Enabled by the town’s rezoning, Heatherwood has invested more than $30 million in property acquisitions and other costs since the end of 2021 towards its proposed project that would bring a five-story, 391,241-square-foot building to a 5.3-acre site on Lawrence Avenue between Wanser Avenue and Bayview Avenue, less than 100 feet from the Lawrence Long Island Rail Road station.
The Heatherwood project, which would replace a school bus depot, aims to bring 309 rental apartments over about 20,900 square feet of ground floor commercial space and a garage parking lot to accommodate 427 vehicles.
The town’s TOD District covers about 11.7 acres near the Lawrence LIRR station and about 9 acres near the Inwood LIRR station. The zoning allowed for the redevelopment of light industrial and manufacturing uses in the area to encourage a “mix of housing and commercial uses” that will “sustain vibrant flourishing hamlet centers,” according to the town’s plan. The TOD District also required that 20 percent of the housing be priced affordably for people making up to 60 percent of the area median income and rents no higher than 30 percent of a renter’s income, to which the Heatherwood project adheres.

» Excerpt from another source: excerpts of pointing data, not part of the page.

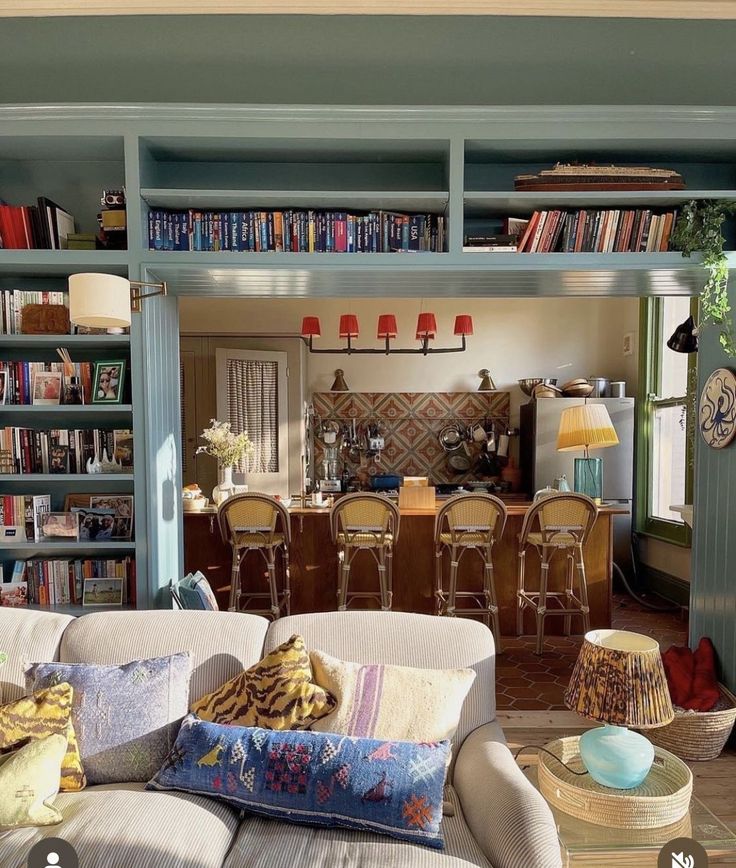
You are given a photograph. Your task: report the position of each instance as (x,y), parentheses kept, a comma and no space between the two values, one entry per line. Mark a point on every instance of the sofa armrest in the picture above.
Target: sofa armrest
(508,817)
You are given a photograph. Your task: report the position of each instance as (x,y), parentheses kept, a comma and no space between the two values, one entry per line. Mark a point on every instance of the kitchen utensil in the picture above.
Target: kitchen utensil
(527,385)
(600,386)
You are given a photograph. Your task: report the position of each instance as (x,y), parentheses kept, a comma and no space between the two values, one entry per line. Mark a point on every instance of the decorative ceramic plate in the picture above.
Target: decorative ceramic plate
(717,411)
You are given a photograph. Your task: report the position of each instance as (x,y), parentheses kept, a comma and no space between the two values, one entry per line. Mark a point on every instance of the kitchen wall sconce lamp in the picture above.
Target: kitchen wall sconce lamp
(107,300)
(387,330)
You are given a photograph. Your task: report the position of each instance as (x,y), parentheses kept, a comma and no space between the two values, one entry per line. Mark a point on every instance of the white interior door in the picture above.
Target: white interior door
(252,395)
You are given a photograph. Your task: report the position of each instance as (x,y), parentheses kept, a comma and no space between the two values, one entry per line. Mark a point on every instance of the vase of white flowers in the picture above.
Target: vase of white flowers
(229,449)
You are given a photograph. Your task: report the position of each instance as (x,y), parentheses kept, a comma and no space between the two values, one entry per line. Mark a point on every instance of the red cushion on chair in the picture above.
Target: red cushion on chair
(705,692)
(679,667)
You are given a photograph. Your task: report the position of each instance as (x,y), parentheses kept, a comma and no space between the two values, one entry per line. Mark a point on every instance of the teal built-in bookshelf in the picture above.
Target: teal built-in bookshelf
(455,161)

The Town of Hempstead Industrial Development Agency approved economic incentives for Heatherwood’s Inwood project in Dec. 2021. But even though the town’s IDA supported the plan and Heatherwood submitted its building permit application in Feb. 2022, the developer says the town still refused to act on it. In addition, the town failed to form the Design Review Committee that was supposed to review and fast track projects that complied with the new zoning.
Instead, the Hempstead Town Board enacted a temporary building moratorium for the new Inwood and North Lawrence zoning areas in Sept. 2022 and extended it twice.

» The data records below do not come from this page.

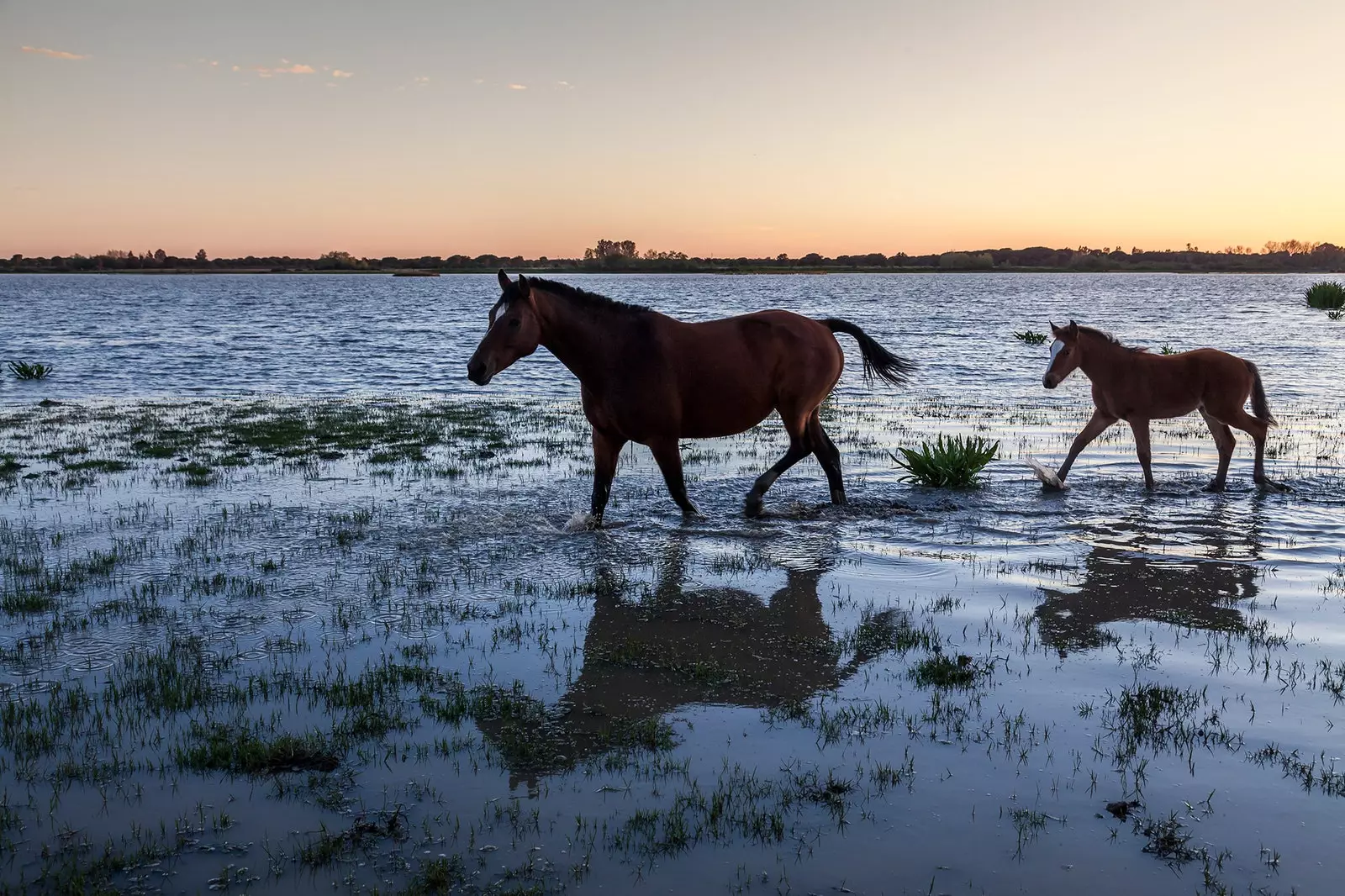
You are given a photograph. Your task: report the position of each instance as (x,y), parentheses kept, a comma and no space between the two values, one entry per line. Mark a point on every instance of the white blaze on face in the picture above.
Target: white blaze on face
(1055,350)
(497,309)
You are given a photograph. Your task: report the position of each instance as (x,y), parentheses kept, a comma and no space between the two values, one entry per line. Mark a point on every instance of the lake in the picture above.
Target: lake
(287,603)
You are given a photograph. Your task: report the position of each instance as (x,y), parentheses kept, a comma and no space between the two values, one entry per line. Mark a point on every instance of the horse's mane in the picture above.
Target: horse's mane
(1110,340)
(584,298)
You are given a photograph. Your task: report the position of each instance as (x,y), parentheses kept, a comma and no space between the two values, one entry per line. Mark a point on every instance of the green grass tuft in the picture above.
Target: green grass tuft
(24,370)
(1325,295)
(938,670)
(948,463)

The town board cited concerns that the requisite environmental impact statements conducted to establish the new zoning districts, and previously accepted by the town, failed to take a “hard look” at potential negative impacts on infrastructure, transportation, public safety and special districts. The board said the moratorium would give it time to consider “potential amendments and/or alternatives” to the zoning districts, according to the resolution, to “insure the health, safety and welfare” of the town’s residents.
Though the moratorium, which wound up lasting 20 months, finally ended in June 2024, the Heatherwood application has yet to advance. In fact, as the moratorium expired, the town board introduced a resolution that would rescind all the new zoning districts it had created for Inwood and North Lawrence five years ago. That resolution is still pending.
A town spokesman has yet to respond to requests for comment.
Meanwhile, Heatherwood’s lawsuit claims that the town’s “delays and dilatory tactics” have caused the developer tremendous financial hardship. The lawsuit, filed by attorney Daniel Shapiro of Uniondale-based Ruskin Moscou Faltischek, who represents the petitioner, seeks to compel the town to form the Design Review Committee to review Heatherwood’s application and issue a building permit for the project.
“Heatherwood fully expects that the court will compel the town to form the Design Review Committee and act on our long pending, fully compliant, applications, thereby unlocking new housing stock and the long-awaited revitalization around the LIRR station in Lawrence,” the developer said in a written statement.